- The Washington Times - Thursday, January 11, 2018

Any move by special counsel Robert Mueller to go beyond collusion and obstruction of justice to probe possible money laundering by President Trump and his family could trigger a major constitutional clash — and present Congress with a massive political headache.

With nearly eight months gone by and some $7 million spent on Mr. Mueller’s Russia probe, speculation is mounting over when, whether and how the former FBI director might attempt to charge President Trump with a crime.

While sources say Mr. Mueller is “obsessed” with examining Mr. Trump’s network of business interests for potential money laundering infractions, there is a raging debate among legal scholars over whether that actually falls within the special counsel’s mandate.

That debate spilled into the open last week, when lawyers for Paul Manafort filed a lawsuit in U.S. federal court directly challenging Mr. Mueller’s legal authority to investigate and indict the former Trump campaign manager on pre-2016 money laundering charges.

The Manafort case could take months if not much longer to wind its way through the courts, and with that as a backdrop, several legal scholars told The Washington Times that any move by Mr. Mueller to pursue the money laundering and Mr. Trump’s personal finances would be on far shakier ground, and end up in the lap of Congress to adjudicate.
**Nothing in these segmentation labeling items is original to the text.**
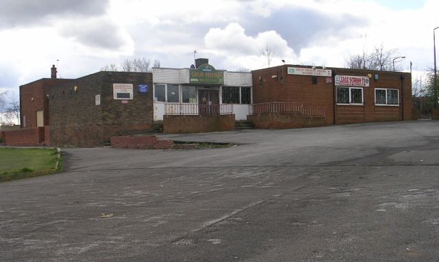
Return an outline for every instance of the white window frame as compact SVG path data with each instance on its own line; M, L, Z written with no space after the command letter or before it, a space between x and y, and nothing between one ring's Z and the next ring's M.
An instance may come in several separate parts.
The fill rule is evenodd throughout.
M385 90L385 103L377 104L377 90ZM398 104L397 105L389 105L387 101L387 91L388 90L396 90L398 92ZM374 97L375 105L379 107L399 107L399 89L398 88L375 88L374 90Z
M349 103L340 103L337 102L337 105L364 105L364 88L359 87L351 87L351 86L337 86L336 88L349 88ZM361 89L361 103L352 103L352 96L351 90L352 89ZM335 90L335 94L337 94L337 90ZM337 99L337 97L335 98Z
M165 86L165 101L156 101L156 85L163 85ZM168 102L167 101L167 86L177 86L178 87L178 102ZM181 85L178 83L154 83L152 85L152 99L154 100L154 103L181 103Z

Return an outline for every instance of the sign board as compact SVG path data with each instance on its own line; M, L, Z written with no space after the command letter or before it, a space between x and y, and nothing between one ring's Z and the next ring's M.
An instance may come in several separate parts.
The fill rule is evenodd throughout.
M189 83L222 85L224 73L215 70L208 64L202 64L197 69L189 69Z
M288 75L313 75L316 77L331 77L332 72L329 69L313 69L303 67L287 68Z
M148 92L148 85L139 85L139 93L146 94Z
M95 105L101 105L101 95L97 94L95 96Z
M352 75L336 75L335 86L369 86L369 78Z
M113 83L112 98L115 100L132 100L132 83Z

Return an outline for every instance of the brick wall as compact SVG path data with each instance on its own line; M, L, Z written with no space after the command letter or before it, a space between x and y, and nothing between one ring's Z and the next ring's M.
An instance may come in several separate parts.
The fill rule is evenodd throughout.
M293 129L326 126L324 117L304 117L297 114L259 114L247 116L258 129Z
M235 114L163 116L164 133L216 132L235 130Z
M317 83L313 84L311 76L287 75L287 68L285 65L252 72L253 103L301 103L304 107L324 107L327 124L401 120L403 118L412 120L412 79L410 73L332 68L329 69L332 70L333 77L330 79L317 77ZM368 74L372 75L372 78L370 79L370 86L363 88L364 105L335 104L333 75L367 77ZM379 75L377 81L374 80L375 74ZM277 77L272 78L273 75ZM403 77L402 81L401 75ZM375 105L375 88L398 89L400 105L396 107Z
M21 128L36 127L36 112L44 110L44 125L49 125L49 110L47 94L56 85L71 79L43 78L20 86L20 120ZM23 127L25 116L25 127Z
M4 131L5 144L11 146L38 146L42 140L40 129L34 127Z
M132 83L133 100L123 103L113 99L113 83ZM139 92L139 85L147 85L147 93ZM102 126L104 140L113 135L153 131L154 97L152 74L111 72L104 75L102 81Z
M49 103L51 144L100 146L113 135L152 131L152 79L151 73L99 72L52 88ZM113 83L133 84L133 100L122 103L113 99ZM138 92L139 84L150 86L146 94ZM96 95L101 97L98 105Z

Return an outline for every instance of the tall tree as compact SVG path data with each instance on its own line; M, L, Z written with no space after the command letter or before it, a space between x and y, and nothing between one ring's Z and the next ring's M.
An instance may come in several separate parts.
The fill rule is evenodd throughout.
M160 67L160 60L155 60L154 67ZM121 68L121 70L119 70ZM110 64L101 68L101 71L151 72L151 60L143 58L126 59L121 66Z
M397 49L385 49L381 44L379 47L374 47L373 51L368 53L363 50L363 53L353 55L346 59L346 66L348 68L369 69L383 71L393 70L393 59L398 57ZM395 65L395 70L402 69L399 65Z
“The most important thing we do as a democracy is get together every four years to elect a president,” said Federalist Society co-founder Steven Calabresi, a law professor at Northwestern University. “And before the nation decides to overturn one of those elections, Congress will consider everything as it debates what sort of conduct is so harmful that it would justify doing that.”

Passing on to Congress criminal charges such as money laundering — and possibly triggering impeachment proceedings — would be driven by Mr. Mueller’s desire to sidestep the debate over whether a special counsel even has the authority to bring charges directly against a sitting president, the nation’s chief law enforcement officer, sources say.

Mr. Calabresi, who once clerked for conservative Supreme Court Justice Antonin Scalia, said Congress is exactly where charges against a sitting president should be debated.

But as the impeachment and Senate trial of President Bill Clinton proved two decades ago, the congressional debate would inevitably become contentious and partisan, and could spiral into unexpected directions.

Ronald Rotunda, who served as an adviser to independent counsel Kenneth W. Starr’s in the probe of Mr. Clinton and also worked on the investigative team during Watergate, said that the legal concept of “scienter” could play a key role.

Scienter, he explained, refers to “intent or knowledge of wrongdoing” — the concept that an offending party has knowledge of the “wrongness” or criminality of an act.

“In the case of holding Mr. Trump criminally accountable,” Mr. Rotunda said, “it would have to be proved that he individually approved or ratified criminal money laundering. But if one of his minions did, he would not be accountable.”

Sources close to Mr. Mueller have told The Times that that is what his investigators are currently attempting to determine. It could take months, years or never, another legal expert told the times.

Mr. Rotunda added, “To paraphrase Oliver Wendell Holmes Jr.: Even a dog distinguishes between being tripped over and being kicked. That is the question for Mueller — he will have to show that Mr. Trump himself knew of money laundering.”

Mr. Calabresi, who has long questioned the sweeping authority given to special counsels and special prosecutor, said Mr. Mueller’s team should be pressed on how any money laundering charge relates to the original mandate to investigate the charges of collusion and Russian meddling in the 2016 election.

“That’s another serious matter,” he said. “How is money laundering — which I do not think President Trump ever did — somehow connected to Mr. Mueller’s Russia probe?”

The debate over authority is unlikely to end even if, as some expect, Mr. Mueller turns over any findings on money laundering to lawmakers on Capitol Hill to act on as they wish. Many critics in Congress say they fear the special counsel has already exceeded his mandate.

But Mr. Calabresi said any Mueller referral to Congress “could also provide the nation an opportunity to witness a vigorous debate about something very big-picture and conceptual — the “criminalization of Mr. Trump’s politics.”

The Trump White House has long argued that suspicions of Russian collusion, and subsequent congressional and federal probes into the issue that have hung over the administration since its start, have been driven by Democratic Party and Obama-era appointed figures at the top of the Washington establishment seeking revenge for Hillary Clinton’s 2016 election loss.

Mr. Trump has repeatedly condemned the probe into collusion between his campaign and the Kremlin “a witch hunt” and “a hoax.”

For Mr. Calabresi and other skeptics, the expanded Mueller probe threatens to expand a trend where political opponents try to “criminalize” policy disagreements with their opponents.

“It’s an American tradition that we don’t send those we disagree with politically to the guillotine like they did in the French Revolution,” he said.